Martel acknowledged Scliar in the preface to Life of Pi, though he later claimed not to have read Max e os felinos, simply to have seen a review of it. The truth is hard to ferret out. Many of the things that happen to Pi happened to Max beforehand – a sudden shipwreck, a solitary lifeboat, a hungry cat, desperate attempts to catch enough fish to placate the carnivorous shipmate, and a gambit of bluffing attempts to "tame" the big cat.
On the other hand, Life of Pi is hardly plagiarism in any meaningful sense. In Martel's novel, the boat episode takes up the tiger's share of a substantial book. By contrast, the boat episode in Max is only about 25 pages out of 70 total. Max is a slim, stylized tale; Pi, a big, elaborate, nightmarish novel.
Scliar's dismay at the success of Life of Pi, in fact, may be due less to any true sense of having been intellectually ripped off than to the queasy sensation of having become a footnote to a bestseller, maybe even a masterpiece. Whenever someone mentions Max in future – possibly whenever someone in the English-speaking world mentions Moacyr Scliar – the only thing people are going to think about is "oh yeah, the life-of-Pi guy."
Max e os felinos (Max and the Cats) has its own quite distinct virtues, however, and it would be a shame for this little book to be folded into Pi in literary history.
Scliar's Max is the quintessential refugee who cannot really escape his native country. Born between the wars in Berlin, Max is the sensitive son of a successful but boorish furrier. Max's father taunts the boy with his various weaknesses – especially Max's fear of a great stuffed tiger that haunts the father's shop.
When an affair with the wife of a minor Nazi precipitates Max's flight from Germany, cats follow him – here, into the now-famous lifeboat. As Max hallucinates at sea, stricken by sun and hunger, he establishes a strange modus vivendi with a jaguar. But the jaguar disappears as soon as he's rescued.
Max reaches Brazil, but he's haunted by the past. He sees a Nazi in the town where he settles; he resolves to re-settle in the wilderness. Once he's there, another Nazi builds a house right next to his – and not just any Nazi, but the cuckold who caused Max's exile to begin with. (But the man insists that he is not Max's persecutor; is he any realer than the jaguar?)

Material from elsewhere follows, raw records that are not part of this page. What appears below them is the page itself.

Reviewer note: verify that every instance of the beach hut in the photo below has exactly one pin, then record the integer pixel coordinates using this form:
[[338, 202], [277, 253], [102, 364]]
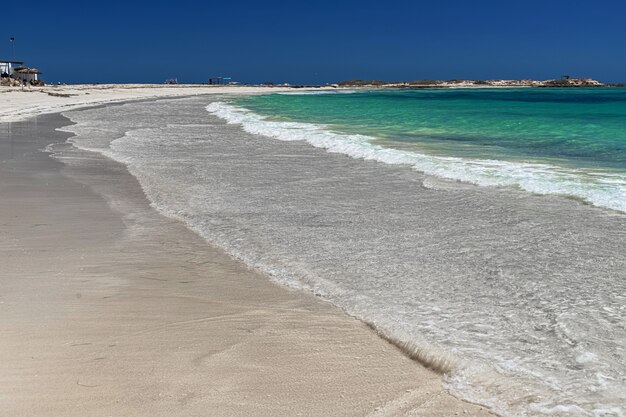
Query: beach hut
[[7, 67], [28, 75]]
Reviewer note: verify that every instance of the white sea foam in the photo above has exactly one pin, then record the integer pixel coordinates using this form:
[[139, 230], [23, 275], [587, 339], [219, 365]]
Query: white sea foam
[[521, 304], [316, 93], [602, 190]]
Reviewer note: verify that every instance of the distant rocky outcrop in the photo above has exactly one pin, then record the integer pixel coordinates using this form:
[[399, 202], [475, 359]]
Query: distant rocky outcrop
[[569, 82]]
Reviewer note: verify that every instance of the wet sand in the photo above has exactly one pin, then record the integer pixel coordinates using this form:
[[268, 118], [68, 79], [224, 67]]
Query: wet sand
[[109, 308]]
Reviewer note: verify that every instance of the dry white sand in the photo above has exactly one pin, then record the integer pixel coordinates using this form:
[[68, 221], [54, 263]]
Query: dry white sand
[[20, 103], [109, 309]]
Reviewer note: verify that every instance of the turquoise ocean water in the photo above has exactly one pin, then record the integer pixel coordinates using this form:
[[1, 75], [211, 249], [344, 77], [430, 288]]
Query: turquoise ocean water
[[521, 291], [548, 141]]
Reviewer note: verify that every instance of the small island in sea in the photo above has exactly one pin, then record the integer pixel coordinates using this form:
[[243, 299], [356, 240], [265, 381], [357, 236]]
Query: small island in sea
[[564, 81]]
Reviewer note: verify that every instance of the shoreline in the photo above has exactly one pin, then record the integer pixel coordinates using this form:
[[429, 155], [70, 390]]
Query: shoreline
[[21, 104], [130, 305]]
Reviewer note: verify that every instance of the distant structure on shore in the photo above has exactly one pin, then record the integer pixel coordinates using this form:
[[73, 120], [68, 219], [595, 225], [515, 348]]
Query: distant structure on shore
[[14, 73], [564, 81]]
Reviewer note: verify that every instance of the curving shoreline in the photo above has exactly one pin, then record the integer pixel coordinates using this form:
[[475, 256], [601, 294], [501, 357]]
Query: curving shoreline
[[111, 308]]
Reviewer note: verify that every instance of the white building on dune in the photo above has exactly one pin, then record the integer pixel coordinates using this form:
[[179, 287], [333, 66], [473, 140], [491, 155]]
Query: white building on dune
[[7, 67]]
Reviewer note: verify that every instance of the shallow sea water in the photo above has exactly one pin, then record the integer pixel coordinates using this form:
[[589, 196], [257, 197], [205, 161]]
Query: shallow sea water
[[526, 293]]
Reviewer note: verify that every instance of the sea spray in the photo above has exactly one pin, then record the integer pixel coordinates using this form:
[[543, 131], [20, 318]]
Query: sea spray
[[518, 289], [604, 191]]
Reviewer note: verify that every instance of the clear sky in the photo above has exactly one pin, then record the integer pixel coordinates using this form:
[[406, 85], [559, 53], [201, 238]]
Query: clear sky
[[316, 41]]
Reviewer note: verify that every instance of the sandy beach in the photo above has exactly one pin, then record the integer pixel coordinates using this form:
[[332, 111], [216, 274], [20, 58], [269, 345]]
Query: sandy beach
[[109, 308], [22, 103]]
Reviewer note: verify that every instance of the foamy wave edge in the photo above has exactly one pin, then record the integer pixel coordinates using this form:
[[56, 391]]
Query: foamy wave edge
[[598, 189]]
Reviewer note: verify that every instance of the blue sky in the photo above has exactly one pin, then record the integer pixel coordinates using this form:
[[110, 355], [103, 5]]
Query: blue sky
[[316, 41]]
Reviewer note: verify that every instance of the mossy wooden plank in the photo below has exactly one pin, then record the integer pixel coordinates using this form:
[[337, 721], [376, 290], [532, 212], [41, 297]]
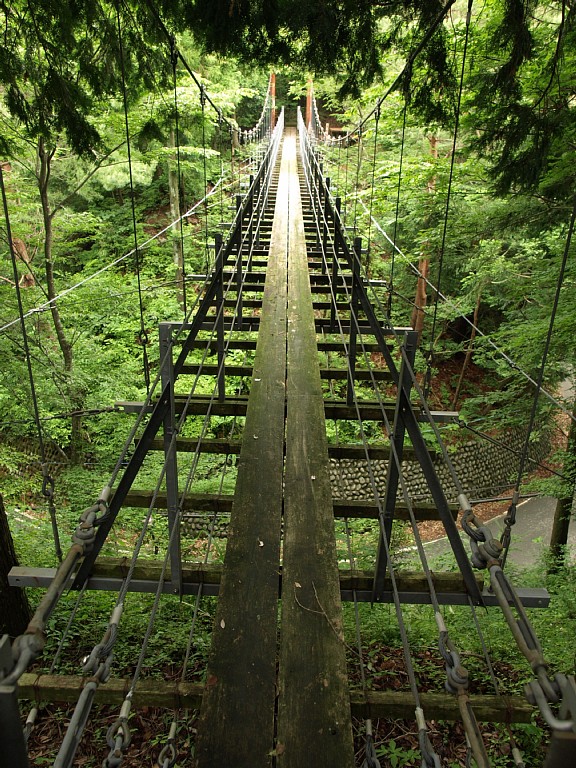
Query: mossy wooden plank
[[65, 689], [236, 725], [217, 502], [211, 573], [314, 724]]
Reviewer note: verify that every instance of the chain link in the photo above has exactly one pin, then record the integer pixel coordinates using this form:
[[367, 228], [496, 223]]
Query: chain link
[[488, 552], [118, 739]]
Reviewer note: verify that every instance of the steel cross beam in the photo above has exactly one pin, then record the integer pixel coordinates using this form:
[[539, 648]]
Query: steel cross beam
[[161, 410], [408, 416]]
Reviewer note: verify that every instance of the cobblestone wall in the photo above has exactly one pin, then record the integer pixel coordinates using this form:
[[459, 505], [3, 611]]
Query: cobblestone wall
[[484, 470]]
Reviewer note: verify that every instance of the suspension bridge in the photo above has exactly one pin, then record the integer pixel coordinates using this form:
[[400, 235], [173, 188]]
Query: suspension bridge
[[288, 309]]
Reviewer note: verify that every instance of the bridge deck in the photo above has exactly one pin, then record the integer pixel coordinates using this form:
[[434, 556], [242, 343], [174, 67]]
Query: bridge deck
[[237, 721]]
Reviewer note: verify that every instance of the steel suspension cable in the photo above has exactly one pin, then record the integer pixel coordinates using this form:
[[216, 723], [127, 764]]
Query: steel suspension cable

Max e os felinos is a parable of ambivalent reference about ambiguous events. Most of all it seems to be about the way that the New World stands for a fresh starts – and cannot ever really provide it.
Max is a refugee from Nazism; his moral credentials would seem to be impeccable. Yet when he needs to sell his mother's jewels in order to survive in Brazil, he visits a Jewish trader. Sensing a swindle, Max lapses into shocking, instinctive antiSemitism:
Eu deveria saber . . . que não se poderia esperar outra coisa de um judeu.
[I should have known that you can't expect anything else from a Jew.]
In an extraordinary scene, the trader forces Max to take three times what he'd expected to get for the jewels. This money allows Max to build a house in the wilderness; the moment of his humiliation becomes the moment of his redemption. And in the wilderness Max stops running at last, and confronts his shape-shifting enemy.
Scliar, Moacyr. Max e os felinos. 1981. Rio Grande do Sul: L&PM Editores, 1982.